In an interview with state broadcaster CCTV on Sunday, the head of China's liaison office in Hong Kong, Mr Zhang Xiaoming, said that controlling the city's independence movement requires "bottom line awareness" among its people.
"As for Hong Kong, no one is permitted to engage in any form of activity that harms national sovereignty and security, or challenges the authority of the central government or Hong Kong's Basic Law, or uses Hong Kong to infiltrate and subvert the mainland's social and political stability," Mr Zhang said.
"These are the three bottom lines," he added.
Tensions have flared in the territory after the ousting of some pro-independence lawmakers ignited fresh concern over Beijing's tightening control of Hong Kong.
Thousands of protesters, who were chanting "Sovereignty belongs to the people!", marched on the streets on New Year's Day to protest against a move to oust four popularly elected legislators, who led the rally. Organisers said 9,150 people attended, while police estimated a maximum of 4,800.
Number of people who attended the New Year's Day protest, according to its organisers.
The four are the latest targets of the government move which pro-democracy parties describe as a witch hunt. It came after the city's courts ousted two pro-independence lawmakers for failing to swear their oaths of office correctly, a move backed by Beijing.
The Hong Kong government now wants to bar the other four legislators for alleged breaches in their swearing-in ceremony and in their oaths of allegiance.
Chinese President Xi Jinping told Hong Kong's Chief Executive Leung Chun Ying late last month that China's central government strongly supports efforts by the Hong Kong government to curb moves by some promoting independence for the territory.
The city's unpopular leader, who has been vilified by critics as a puppet of Beijing, has announced that he would not run again for office.
A 1,200-strong pro-Beijing committee in the territory will elect the next leader in March.
The rally also sought to raise funds for the four lawmakers to fight the government's challenge in court.
The two ousted pro-independence lawmakers separately announced last week they were making a final legal bid to overturn their exclusion from the legislature.
Separately, a smaller pro-mainland rally took place on Sunday.

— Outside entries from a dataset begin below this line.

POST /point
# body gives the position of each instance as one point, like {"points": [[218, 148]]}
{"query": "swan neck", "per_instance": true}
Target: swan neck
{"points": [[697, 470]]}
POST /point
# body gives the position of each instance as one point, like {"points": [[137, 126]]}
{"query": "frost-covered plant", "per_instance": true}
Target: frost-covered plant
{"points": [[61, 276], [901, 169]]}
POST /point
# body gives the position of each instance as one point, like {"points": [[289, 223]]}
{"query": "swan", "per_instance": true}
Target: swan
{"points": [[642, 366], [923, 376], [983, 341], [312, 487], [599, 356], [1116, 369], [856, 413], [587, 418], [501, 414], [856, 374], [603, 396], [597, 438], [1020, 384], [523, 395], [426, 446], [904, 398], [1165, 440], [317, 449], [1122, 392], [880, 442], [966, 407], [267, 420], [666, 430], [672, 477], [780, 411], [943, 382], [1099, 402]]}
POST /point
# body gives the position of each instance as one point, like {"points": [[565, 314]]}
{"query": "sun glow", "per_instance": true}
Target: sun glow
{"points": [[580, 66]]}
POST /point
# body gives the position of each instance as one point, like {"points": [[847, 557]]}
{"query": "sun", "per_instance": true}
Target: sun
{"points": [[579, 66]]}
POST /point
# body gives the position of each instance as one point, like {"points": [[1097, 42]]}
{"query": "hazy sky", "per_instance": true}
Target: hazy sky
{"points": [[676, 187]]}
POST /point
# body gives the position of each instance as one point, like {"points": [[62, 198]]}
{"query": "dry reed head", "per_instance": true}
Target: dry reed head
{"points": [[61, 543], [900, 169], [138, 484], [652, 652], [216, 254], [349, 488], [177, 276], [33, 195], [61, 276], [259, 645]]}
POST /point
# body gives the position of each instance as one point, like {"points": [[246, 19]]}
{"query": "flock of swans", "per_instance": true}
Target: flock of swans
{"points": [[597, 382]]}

Mr Fu Chun Chung, chairman of the Defend Hong Kong Campaign, called for more measures to fight against so-called "Hong Kong self-determination" and "Hong Kong independence."
Mr Patrick Ko, chairman of another group, Voice of Loving Hong Kong, said his group would organise more trips to the Chinese mainland to boost the youth's understanding of the country.
The former British colony was returned to China under the "one China, two systems" agreement that ensured its freedoms and wide-ranging autonomy, including a separate legal system.